Title: Giant ovarian mucinous cystadenoma complicating term pregnancy: a rare case report
Description:
Introduction: Adnexal masses in pregnancy are identified at a rate of 2 to 20 in 1000, which mostly are benign simple cysts.
Although the majority of adnexal masses will resolve spontaneously by the beginning of the second trimester, some cases are persistent forms which can result in complications for both mother and fetus.
Presentation of case: A 31-year-old pregnant woman was diagnosed with a left ovarian mucinous cystadenoma.
The ovarian cyst was first detected in the 8th week of pregnancy, measured 5×5 cm and reached 40×30 cm at 38 weeks of gestation.
The patient underwent an elective cesarean delivery along with a left salpingo-oophorectomy at term.
An alive female baby of 3000 g was delivered with good APGAR scores at the first and fifth minutes.
Histologic examination confirmed the diagnosis of a benign mucinous cystadenoma.
Dicussion: The option of surgical intervention versus conservative management should be tailored to the patient’s physical symptoms, characteristics of the tumor, and gestational age.
An elective cesarean section along with salpingo-oophorectomy can be adopted for a giant ovarian cyst complicating term pregnancy.
There is a risk of recurrence after a removal of ovarian mucinous cystadenoma.

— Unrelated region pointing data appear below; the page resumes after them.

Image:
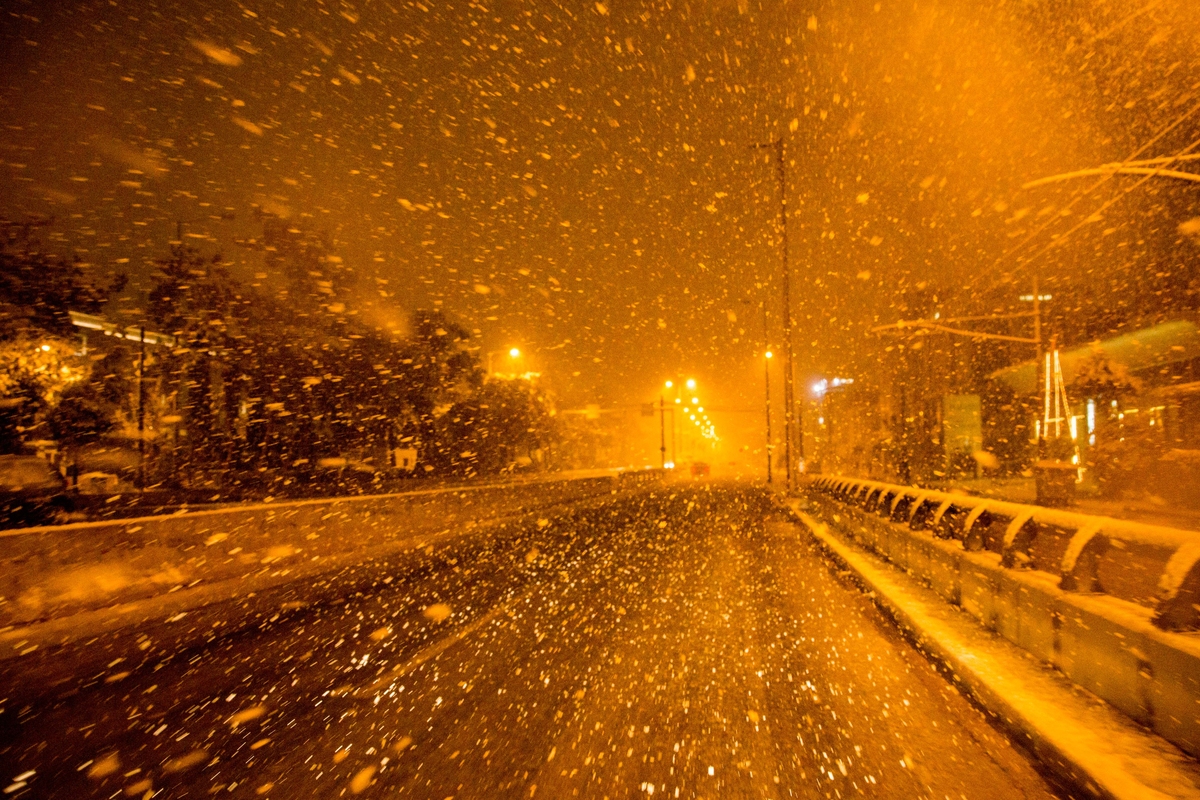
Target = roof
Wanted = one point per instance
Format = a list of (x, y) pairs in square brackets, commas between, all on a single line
[(1145, 349)]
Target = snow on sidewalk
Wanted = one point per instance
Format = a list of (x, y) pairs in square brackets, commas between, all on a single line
[(1072, 733)]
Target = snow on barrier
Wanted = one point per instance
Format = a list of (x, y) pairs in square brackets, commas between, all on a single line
[(1114, 605), (52, 572)]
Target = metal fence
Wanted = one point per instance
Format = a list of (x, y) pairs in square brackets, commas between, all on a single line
[(1150, 565)]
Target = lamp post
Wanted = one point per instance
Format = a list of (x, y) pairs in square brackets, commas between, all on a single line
[(514, 353), (766, 371), (789, 370)]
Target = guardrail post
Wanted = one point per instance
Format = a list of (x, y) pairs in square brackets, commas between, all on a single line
[(1018, 537), (1081, 560), (972, 540), (1179, 591)]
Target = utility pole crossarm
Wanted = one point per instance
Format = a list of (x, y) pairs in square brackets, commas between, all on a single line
[(929, 325)]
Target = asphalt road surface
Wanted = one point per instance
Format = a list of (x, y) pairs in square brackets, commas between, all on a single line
[(676, 642)]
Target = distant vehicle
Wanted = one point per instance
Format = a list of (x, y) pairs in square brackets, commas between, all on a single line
[(31, 492)]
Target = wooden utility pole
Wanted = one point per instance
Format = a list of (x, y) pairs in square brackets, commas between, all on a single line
[(790, 416)]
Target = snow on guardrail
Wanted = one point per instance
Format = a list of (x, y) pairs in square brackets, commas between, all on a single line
[(1151, 565)]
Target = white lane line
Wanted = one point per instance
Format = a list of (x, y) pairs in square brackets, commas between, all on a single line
[(437, 648)]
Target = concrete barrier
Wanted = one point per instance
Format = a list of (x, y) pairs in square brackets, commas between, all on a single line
[(52, 572), (1110, 603)]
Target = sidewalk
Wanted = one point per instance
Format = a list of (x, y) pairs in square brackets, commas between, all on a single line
[(1021, 489)]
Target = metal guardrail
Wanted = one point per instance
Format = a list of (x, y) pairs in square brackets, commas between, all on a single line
[(1150, 565)]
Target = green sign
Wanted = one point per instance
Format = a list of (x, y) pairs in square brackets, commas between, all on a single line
[(961, 423)]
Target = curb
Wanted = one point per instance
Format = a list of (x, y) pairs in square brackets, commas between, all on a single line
[(1079, 740)]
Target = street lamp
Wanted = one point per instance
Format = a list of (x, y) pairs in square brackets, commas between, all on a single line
[(766, 370), (513, 353)]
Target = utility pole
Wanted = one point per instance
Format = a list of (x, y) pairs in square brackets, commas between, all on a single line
[(663, 432), (766, 370), (142, 410), (789, 368)]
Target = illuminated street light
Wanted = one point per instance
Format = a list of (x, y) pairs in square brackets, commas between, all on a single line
[(513, 353)]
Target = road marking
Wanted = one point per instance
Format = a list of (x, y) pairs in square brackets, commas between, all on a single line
[(436, 649)]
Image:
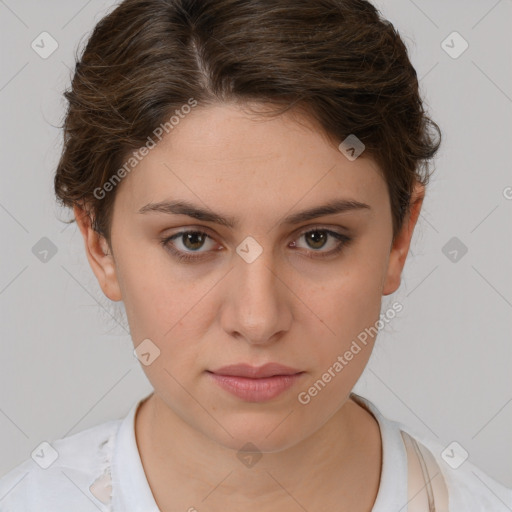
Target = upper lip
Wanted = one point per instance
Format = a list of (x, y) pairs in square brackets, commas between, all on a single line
[(255, 372)]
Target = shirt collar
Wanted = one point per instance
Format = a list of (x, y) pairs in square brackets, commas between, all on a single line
[(131, 491), (130, 488), (392, 493)]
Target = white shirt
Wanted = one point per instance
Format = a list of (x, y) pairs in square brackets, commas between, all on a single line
[(105, 458)]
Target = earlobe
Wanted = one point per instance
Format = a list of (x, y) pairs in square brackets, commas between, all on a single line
[(402, 242), (99, 256)]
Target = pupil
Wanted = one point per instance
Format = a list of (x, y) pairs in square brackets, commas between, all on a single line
[(190, 237), (317, 239)]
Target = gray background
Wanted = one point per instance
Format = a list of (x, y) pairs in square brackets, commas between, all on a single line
[(442, 366)]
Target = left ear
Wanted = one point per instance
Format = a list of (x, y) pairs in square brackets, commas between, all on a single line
[(400, 247)]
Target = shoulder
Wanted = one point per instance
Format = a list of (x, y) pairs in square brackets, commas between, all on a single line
[(58, 475), (470, 489)]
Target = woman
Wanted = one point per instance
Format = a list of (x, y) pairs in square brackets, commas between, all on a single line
[(247, 176)]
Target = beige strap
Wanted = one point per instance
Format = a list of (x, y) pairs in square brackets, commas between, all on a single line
[(426, 488)]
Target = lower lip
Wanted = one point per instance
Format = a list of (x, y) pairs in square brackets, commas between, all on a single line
[(256, 390)]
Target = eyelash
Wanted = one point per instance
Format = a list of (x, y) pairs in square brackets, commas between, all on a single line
[(181, 256)]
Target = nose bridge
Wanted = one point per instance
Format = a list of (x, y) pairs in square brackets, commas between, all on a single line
[(256, 305)]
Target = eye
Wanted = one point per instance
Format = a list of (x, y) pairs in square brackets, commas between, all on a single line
[(191, 241), (316, 239)]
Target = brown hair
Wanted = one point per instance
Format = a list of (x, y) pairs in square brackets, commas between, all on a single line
[(338, 61)]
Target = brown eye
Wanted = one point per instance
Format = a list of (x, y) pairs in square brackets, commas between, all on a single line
[(316, 239), (193, 240)]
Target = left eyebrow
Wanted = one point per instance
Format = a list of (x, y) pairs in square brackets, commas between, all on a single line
[(186, 208)]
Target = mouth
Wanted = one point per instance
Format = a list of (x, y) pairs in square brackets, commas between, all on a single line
[(253, 384), (255, 372)]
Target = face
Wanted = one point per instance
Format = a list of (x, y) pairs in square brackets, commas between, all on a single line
[(265, 284)]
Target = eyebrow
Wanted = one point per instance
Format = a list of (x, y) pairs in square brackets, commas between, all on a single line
[(179, 207)]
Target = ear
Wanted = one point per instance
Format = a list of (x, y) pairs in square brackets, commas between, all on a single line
[(99, 255), (400, 247)]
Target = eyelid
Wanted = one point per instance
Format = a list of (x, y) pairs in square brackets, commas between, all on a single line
[(343, 240)]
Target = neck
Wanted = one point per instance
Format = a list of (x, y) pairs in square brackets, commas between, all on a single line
[(340, 461)]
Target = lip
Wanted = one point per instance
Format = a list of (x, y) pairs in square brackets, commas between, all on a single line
[(256, 390), (255, 372), (256, 384)]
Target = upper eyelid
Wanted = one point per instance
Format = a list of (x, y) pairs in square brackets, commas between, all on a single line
[(300, 232)]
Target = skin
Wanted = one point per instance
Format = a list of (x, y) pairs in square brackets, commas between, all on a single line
[(283, 307)]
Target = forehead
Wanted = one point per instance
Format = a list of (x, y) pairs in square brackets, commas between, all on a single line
[(225, 154)]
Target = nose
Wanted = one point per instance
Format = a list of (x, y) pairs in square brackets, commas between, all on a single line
[(257, 308)]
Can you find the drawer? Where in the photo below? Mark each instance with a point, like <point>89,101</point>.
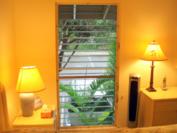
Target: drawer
<point>165,117</point>
<point>165,105</point>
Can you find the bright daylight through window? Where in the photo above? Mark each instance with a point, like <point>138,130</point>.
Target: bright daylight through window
<point>87,58</point>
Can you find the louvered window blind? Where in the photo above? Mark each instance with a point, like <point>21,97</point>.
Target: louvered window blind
<point>87,56</point>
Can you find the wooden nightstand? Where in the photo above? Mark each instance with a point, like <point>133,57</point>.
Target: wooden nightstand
<point>158,108</point>
<point>33,121</point>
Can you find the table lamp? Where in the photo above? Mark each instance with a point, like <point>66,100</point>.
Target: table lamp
<point>29,82</point>
<point>153,53</point>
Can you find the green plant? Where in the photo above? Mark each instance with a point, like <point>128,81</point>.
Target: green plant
<point>86,116</point>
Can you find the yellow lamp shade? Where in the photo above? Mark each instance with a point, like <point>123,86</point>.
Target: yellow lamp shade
<point>29,80</point>
<point>153,52</point>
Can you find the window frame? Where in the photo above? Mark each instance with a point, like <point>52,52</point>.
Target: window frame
<point>95,127</point>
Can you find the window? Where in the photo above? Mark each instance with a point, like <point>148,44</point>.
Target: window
<point>87,59</point>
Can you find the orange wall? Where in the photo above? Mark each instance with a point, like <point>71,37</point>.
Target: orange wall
<point>7,60</point>
<point>35,39</point>
<point>141,21</point>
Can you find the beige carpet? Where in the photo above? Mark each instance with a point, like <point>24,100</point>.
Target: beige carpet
<point>157,129</point>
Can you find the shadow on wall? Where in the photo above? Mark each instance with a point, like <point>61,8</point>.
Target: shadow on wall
<point>4,122</point>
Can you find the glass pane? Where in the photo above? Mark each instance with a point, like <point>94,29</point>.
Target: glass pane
<point>87,56</point>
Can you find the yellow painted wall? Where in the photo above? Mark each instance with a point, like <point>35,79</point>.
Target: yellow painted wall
<point>35,41</point>
<point>141,21</point>
<point>7,60</point>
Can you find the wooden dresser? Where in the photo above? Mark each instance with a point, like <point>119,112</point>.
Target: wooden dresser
<point>157,108</point>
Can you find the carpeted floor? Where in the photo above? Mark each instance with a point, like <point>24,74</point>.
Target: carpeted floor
<point>155,129</point>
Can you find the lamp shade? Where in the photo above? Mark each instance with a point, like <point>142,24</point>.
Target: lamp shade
<point>153,52</point>
<point>29,80</point>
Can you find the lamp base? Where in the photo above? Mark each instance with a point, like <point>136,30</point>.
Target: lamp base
<point>151,89</point>
<point>27,103</point>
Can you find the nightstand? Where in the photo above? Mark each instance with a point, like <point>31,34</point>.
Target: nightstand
<point>157,108</point>
<point>33,121</point>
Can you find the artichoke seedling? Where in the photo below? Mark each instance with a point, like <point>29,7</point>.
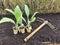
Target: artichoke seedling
<point>29,20</point>
<point>19,20</point>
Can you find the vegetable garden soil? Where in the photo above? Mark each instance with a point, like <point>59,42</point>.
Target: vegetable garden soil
<point>42,37</point>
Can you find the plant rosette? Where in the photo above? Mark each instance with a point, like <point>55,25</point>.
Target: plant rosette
<point>29,29</point>
<point>15,30</point>
<point>21,29</point>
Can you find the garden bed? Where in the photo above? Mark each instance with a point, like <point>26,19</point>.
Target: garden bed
<point>44,35</point>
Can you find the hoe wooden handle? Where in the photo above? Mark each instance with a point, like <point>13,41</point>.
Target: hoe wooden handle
<point>36,30</point>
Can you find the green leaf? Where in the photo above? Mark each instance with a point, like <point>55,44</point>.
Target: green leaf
<point>5,19</point>
<point>9,10</point>
<point>27,10</point>
<point>18,14</point>
<point>33,19</point>
<point>34,15</point>
<point>24,19</point>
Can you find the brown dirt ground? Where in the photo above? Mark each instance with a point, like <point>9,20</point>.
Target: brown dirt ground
<point>44,35</point>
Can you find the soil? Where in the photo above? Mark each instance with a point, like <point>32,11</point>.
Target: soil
<point>46,34</point>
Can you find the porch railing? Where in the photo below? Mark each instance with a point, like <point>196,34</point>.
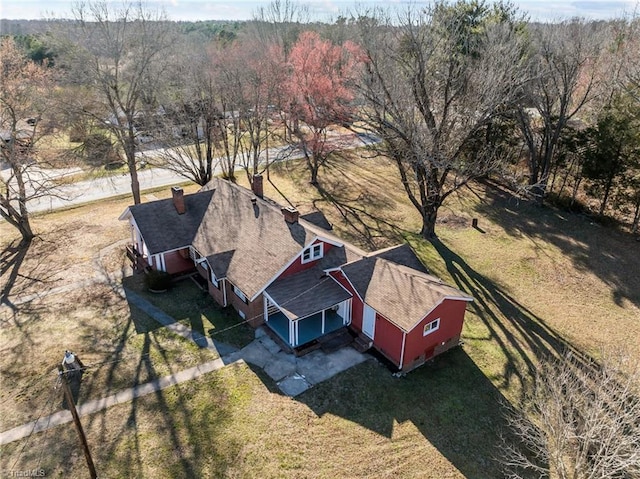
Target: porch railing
<point>138,260</point>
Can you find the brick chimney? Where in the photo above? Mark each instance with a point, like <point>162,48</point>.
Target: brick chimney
<point>178,199</point>
<point>290,214</point>
<point>256,186</point>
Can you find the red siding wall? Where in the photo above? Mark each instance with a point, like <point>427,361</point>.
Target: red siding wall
<point>175,262</point>
<point>356,303</point>
<point>297,266</point>
<point>388,339</point>
<point>419,348</point>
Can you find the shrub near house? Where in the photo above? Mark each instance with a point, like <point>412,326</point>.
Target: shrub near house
<point>276,268</point>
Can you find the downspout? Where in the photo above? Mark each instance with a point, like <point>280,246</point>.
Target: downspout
<point>224,292</point>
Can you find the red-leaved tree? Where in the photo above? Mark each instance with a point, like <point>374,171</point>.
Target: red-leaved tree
<point>319,93</point>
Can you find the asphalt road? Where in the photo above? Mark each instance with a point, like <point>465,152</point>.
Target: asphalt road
<point>108,187</point>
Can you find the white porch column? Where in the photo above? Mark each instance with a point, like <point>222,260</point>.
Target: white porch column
<point>266,307</point>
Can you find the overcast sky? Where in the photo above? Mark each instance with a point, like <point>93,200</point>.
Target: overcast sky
<point>323,9</point>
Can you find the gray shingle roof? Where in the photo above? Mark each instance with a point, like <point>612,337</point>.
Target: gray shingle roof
<point>247,243</point>
<point>306,293</point>
<point>163,229</point>
<point>250,242</point>
<point>401,294</point>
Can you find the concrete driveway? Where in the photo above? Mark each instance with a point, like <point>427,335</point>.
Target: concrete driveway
<point>292,374</point>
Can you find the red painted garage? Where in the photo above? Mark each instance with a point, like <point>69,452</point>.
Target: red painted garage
<point>411,316</point>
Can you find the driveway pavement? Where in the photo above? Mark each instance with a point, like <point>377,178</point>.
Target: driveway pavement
<point>100,188</point>
<point>292,374</point>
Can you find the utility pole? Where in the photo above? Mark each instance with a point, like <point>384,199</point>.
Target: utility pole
<point>76,418</point>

Conclusion: Ovarian cysts coexisting with pregnancy should be followed up properly by routine ultrasound and regular antenatal care.
The decision to postpone surgical management of a complex mass until the time of delivery must balance the risks and benefits for mother and fetus.
After surgery, the patient needs to be provided an appropriate follow-up care to manage postoperative recurrence.